Complete technical specification and implementation details from the patent document.
This application claims the benefit of U.S. Provisional Patent Application No. 63/570,443 filed Mar. 27, 2024, which is incorporated by reference herein in its entirety.
Genetic variants, such as insertions, deletions, substitutions, rearrangements and copy number variants may be correlated with disease and response to therapeutic intervention. Identifying genetic variants accurately is therefore becoming increasingly important for diagnosing and treating disease. Copy number variations (CNVs) can contribute to a wide range of diseases and disorders, and knowing a person's CNV status can help to improve the diagnosis, treatment, and prevention of these conditions.

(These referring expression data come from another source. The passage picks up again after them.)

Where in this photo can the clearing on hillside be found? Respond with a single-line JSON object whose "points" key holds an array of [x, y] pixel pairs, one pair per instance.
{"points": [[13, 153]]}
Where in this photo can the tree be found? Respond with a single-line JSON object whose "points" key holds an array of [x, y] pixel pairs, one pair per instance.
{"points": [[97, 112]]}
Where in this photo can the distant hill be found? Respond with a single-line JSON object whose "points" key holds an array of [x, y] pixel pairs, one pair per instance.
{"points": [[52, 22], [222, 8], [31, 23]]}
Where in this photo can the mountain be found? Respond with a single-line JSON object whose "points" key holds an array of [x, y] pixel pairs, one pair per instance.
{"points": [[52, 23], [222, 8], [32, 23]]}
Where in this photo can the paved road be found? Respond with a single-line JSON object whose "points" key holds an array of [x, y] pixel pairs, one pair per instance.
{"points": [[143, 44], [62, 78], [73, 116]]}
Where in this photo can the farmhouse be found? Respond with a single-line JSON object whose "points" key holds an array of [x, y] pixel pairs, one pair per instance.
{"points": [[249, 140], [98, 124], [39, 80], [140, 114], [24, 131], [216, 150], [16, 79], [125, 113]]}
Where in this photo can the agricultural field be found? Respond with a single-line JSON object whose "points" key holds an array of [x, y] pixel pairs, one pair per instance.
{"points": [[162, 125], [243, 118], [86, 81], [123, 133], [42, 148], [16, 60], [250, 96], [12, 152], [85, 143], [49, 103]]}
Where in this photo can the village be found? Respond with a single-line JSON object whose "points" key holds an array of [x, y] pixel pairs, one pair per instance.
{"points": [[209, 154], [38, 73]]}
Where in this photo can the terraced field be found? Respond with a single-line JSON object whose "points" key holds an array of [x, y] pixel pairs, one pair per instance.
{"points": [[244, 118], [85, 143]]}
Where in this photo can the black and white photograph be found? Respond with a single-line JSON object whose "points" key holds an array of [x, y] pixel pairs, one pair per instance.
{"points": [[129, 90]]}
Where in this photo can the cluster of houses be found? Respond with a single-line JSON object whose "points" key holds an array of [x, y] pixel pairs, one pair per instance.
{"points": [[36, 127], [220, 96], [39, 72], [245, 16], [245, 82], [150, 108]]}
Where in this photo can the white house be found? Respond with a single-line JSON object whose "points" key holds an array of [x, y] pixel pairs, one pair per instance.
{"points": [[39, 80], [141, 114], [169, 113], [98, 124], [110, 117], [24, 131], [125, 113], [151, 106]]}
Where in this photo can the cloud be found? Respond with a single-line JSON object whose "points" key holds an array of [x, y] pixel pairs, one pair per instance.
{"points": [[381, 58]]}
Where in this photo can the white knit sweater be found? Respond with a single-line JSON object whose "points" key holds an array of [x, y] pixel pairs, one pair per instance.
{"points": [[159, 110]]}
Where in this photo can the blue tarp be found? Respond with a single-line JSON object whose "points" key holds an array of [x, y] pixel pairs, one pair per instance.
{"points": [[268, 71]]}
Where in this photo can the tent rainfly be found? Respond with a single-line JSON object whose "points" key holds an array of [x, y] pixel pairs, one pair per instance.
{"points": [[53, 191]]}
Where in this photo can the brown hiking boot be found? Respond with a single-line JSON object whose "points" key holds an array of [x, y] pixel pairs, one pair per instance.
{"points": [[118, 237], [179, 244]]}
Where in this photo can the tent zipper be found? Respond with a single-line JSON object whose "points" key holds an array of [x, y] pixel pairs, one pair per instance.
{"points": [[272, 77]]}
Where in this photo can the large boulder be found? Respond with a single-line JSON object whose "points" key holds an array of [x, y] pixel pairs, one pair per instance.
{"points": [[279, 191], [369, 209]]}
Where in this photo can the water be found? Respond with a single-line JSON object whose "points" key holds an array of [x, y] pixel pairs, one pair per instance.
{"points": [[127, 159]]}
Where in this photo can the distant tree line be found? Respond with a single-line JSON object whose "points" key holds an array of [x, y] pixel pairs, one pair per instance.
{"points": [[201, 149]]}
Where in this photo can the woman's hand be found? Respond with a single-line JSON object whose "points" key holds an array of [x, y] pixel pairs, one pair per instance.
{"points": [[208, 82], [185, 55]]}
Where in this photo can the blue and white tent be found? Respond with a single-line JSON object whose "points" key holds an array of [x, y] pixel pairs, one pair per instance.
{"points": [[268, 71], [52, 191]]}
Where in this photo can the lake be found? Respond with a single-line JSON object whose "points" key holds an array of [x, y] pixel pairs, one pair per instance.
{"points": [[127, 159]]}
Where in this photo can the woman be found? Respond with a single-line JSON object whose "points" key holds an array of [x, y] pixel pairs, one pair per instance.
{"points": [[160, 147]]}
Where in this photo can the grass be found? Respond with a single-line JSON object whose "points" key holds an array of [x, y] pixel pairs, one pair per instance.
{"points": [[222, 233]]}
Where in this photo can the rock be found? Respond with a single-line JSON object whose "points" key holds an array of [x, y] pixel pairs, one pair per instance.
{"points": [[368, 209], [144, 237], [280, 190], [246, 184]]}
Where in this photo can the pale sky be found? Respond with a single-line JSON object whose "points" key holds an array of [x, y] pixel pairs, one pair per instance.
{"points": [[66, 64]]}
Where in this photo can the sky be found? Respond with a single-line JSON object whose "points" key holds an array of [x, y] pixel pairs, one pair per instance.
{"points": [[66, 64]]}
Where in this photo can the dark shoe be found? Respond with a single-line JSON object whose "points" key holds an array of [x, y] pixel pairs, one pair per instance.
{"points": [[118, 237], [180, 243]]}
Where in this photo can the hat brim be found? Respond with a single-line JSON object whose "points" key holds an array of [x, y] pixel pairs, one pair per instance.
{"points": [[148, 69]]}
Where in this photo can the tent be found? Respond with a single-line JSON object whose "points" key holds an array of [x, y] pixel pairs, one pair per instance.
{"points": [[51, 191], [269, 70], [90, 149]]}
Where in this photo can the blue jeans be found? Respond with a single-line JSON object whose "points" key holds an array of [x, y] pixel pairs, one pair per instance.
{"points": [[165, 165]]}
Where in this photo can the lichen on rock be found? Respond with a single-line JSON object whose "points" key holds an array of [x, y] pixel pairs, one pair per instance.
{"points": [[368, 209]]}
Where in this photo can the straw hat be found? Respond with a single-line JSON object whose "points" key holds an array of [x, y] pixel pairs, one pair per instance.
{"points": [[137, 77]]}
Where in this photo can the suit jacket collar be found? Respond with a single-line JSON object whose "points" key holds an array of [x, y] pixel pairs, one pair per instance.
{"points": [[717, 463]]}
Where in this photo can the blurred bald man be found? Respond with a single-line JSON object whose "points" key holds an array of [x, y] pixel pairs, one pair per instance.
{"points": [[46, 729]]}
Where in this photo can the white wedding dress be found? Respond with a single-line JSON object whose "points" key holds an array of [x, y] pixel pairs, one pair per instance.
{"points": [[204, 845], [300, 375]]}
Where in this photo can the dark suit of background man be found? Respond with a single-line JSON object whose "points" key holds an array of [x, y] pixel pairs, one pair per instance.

The majority of currently used methods for CNV detection relies on genomic data, including the bioinformatic approaches that use genomic information by inferring CNVs from hypo-methylated molecules. Methylation data has largely been overlooked in the context of CNV detection. The Inventors have designed a computational approach that allows us to obtain the CNV signal from the DNA methylation data (hyper partition) by analyzing the distribution of hyper-methylated molecules in the off-target regions of the genomic/epigenomic panels. Described herein, using a selected set of clinical samples sequenced with the Infinity platform, that the large-scale CNVs derived from off-target hypermethylated molecules align with those detected from genomic data. This method for CNV detection using methylation data offers a wide range of practical applications: Detecting large scale CNVs in the future methylation-only products. Cancer subtyping using CNV signature patterns. Identification of HRD status from methylation data, existing methods are predominantly reliant on CNV detection based on genomic data. Enhancing our existing CNV detection algorithm based on genomics by incorporating methylation data as an additional, complementary source of signal. Possible QC applications for methylation-based assays.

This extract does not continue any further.